Stress vermeiden ist leicht gesagt - dennoch gibt es eine Reihe von Möglichkeiten, Körper und Geist Pausen zu gönnen. Stress bedeutet für jeden Menschen etwas anderes. Ein guter Tipp ist es, individuelle Hobbys weiterzuführen, auch wenn man viel zu tun hat. Die intensive Beschäftigung mit den eigenen Interessen macht Spaß, wirkt depressiver Stimmung entgegen und hilft abzuschalten. Viele bekommen durch Sport, Bewegung oder Spazierengehen an der frischen Luft den Kopf frei. Genauso, wie man die Zeit für Freunde oder Termine festlegt, sollte man aber auch einen festen Termin mit sich selbst ausmachen.

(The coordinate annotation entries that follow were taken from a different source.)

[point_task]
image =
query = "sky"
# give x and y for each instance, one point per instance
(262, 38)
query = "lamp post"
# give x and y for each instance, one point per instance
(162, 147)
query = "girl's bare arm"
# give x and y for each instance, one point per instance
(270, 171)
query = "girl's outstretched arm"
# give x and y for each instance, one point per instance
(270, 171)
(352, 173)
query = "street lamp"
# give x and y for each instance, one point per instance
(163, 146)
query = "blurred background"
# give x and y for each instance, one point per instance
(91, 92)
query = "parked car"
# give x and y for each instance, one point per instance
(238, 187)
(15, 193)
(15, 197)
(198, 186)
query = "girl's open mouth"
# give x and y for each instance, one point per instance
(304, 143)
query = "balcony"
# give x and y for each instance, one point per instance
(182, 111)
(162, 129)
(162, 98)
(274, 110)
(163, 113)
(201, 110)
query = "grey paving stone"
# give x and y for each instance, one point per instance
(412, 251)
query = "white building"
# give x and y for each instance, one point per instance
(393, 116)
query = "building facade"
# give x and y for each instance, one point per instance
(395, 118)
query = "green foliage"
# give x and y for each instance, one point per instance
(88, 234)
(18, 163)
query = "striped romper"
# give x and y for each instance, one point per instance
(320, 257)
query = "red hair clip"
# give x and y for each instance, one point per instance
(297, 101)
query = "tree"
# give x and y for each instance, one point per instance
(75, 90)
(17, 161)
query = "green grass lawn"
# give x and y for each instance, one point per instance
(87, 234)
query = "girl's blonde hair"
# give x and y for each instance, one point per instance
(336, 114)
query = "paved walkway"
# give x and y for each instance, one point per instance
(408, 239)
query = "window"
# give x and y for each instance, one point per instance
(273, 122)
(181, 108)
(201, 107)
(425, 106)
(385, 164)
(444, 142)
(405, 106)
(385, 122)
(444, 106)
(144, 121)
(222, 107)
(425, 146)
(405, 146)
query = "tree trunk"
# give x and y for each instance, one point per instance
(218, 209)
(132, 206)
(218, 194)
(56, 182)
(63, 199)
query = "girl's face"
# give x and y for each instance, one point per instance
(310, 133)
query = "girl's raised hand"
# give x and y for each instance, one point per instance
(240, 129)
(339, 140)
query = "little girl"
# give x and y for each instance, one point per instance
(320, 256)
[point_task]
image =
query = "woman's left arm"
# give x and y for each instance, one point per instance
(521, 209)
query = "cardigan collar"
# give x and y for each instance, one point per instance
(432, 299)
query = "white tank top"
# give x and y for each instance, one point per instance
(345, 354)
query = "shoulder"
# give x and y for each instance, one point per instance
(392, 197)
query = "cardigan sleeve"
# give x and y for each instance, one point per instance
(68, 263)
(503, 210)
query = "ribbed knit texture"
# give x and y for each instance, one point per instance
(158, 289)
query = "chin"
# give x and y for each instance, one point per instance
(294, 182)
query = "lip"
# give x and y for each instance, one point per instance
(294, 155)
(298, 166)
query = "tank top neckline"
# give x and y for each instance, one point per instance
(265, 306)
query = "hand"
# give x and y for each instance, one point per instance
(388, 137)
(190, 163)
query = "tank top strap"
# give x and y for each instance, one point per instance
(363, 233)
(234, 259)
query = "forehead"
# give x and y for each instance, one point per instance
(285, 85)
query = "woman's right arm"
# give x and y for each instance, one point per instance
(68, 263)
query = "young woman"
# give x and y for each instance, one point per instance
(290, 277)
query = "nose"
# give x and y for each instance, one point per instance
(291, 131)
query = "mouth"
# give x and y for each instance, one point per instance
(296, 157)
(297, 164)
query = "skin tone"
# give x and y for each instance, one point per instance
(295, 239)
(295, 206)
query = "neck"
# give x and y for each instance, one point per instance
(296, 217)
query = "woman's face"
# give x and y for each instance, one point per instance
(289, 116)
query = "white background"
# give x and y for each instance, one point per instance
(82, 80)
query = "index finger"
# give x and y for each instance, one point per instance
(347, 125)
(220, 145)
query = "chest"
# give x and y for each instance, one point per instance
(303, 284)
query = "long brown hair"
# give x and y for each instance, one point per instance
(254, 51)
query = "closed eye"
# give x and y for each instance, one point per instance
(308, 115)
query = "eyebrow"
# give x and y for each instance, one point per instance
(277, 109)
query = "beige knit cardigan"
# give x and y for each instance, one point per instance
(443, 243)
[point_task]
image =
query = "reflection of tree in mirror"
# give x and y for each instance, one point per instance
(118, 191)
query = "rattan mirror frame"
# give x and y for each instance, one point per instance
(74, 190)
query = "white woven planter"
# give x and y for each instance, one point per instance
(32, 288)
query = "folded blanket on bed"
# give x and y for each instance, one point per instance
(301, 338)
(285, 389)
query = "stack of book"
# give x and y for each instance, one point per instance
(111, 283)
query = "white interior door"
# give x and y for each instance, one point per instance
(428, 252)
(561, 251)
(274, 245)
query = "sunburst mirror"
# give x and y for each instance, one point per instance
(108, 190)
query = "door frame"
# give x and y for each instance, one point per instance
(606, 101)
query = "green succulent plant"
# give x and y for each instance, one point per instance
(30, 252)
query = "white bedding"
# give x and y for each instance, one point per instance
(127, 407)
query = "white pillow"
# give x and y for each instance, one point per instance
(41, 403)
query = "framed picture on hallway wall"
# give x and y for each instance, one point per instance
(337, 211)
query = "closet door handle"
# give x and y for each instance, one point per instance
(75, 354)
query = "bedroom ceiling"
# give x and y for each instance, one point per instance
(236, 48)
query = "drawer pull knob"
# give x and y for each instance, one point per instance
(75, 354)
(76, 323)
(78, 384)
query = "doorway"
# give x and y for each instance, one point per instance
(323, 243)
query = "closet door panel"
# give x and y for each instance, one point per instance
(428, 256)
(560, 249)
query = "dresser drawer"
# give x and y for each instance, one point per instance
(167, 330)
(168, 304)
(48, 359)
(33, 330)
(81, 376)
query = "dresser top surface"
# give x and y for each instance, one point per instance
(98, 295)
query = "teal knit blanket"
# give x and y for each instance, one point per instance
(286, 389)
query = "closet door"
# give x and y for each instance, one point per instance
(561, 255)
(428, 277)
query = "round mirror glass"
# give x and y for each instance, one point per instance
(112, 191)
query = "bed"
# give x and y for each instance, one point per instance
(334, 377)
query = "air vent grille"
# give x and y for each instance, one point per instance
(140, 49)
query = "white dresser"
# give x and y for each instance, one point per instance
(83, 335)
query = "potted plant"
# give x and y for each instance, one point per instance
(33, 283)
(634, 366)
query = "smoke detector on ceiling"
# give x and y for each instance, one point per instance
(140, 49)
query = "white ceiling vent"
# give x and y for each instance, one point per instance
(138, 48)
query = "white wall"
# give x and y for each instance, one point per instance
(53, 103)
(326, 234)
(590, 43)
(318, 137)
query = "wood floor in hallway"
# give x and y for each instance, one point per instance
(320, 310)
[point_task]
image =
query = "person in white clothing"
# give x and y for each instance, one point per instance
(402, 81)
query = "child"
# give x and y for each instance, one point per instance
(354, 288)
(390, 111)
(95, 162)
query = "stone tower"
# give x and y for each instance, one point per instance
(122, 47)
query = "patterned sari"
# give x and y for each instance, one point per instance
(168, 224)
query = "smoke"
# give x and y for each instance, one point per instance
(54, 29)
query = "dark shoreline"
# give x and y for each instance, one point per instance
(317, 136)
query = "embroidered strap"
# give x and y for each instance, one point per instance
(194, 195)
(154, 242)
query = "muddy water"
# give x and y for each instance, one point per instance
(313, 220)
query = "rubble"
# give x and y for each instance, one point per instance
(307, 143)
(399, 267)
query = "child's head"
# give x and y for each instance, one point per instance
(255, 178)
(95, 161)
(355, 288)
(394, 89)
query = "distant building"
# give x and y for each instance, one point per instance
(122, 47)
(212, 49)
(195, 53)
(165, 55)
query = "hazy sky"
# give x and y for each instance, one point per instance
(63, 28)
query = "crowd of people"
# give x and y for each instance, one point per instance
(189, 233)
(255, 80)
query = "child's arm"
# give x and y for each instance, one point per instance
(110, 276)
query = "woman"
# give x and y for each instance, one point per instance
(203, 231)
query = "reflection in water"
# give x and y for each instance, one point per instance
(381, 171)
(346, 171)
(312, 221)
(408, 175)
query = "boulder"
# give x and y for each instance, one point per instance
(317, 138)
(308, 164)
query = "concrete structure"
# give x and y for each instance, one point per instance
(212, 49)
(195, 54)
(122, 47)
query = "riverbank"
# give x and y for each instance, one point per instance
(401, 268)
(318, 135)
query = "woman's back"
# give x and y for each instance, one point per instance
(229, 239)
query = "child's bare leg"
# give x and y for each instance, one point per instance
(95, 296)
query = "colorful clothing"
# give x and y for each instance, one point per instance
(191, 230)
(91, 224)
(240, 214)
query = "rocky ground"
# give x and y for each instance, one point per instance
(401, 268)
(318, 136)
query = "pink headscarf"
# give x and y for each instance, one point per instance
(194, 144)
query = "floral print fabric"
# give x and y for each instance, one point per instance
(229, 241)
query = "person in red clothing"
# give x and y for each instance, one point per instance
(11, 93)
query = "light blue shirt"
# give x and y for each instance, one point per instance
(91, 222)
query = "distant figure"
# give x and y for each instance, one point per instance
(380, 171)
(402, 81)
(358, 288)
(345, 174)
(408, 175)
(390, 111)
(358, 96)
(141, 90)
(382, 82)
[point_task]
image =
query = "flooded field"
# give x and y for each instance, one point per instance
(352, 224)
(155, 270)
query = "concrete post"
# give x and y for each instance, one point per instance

Viele Menschen haben das Problem, wenn sie in diesen Ruhephasen überhaupt nichts machen, dass die Gedanken kreisen, man nicht zur Ruhe kommt, nicht abschalten kann. Helfen können entspannende Aktivitäten, die einen beschäftigen, aber trotzdem gut abschalten lassen. Manche hören gerne Musik und versinken völlig darin, anderen hilft ein Termin zur Massage, um sich selbst und dem Körper etwas Gutes zu tun. Um Bewegung und Entspannung zu kombinieren, bieten sich Sportarten wie Yoga oder Tai Chi an. Oft unterschätzt, aber enorm wichtig ist ausreichender Schlaf. In dieser Zeit kommt der Körper zur Ruhe und regeneriert sich. Jeder benötigt unterschiedlich viel Schlaf, um wirklich ausgeruht zu sein. Bei den meisten Menschen sind es ungefähr sieben bis acht Stunden pro Tag. Der Tagesablauf und die Umgebung sollten so angepasst werden, dass einem ruhigen und erholsamen Schlaf nichts im Wege steht. Tagsüber aktiv sein, sich beim Sport auspowern, abends eher ruhige Aktivitäten wie lesen einplanen. Kurz vorm Schlafengehen sollte kein Handy oder Tablet mehr benutzt werden, weil das abgestrahlte blaue Licht aktivierend wirkt. Um Spannungen zu lösen, kann es helfen, mit Freunden oder Familie über belastende und stressige Situationen zu sprechen. Um Stresssituationen von Beginn an zu vermeiden, kann es helfen, den Arbeitstag gut zu planen. Ein realistischer Zeitplan gibt Struktur und Orientierung.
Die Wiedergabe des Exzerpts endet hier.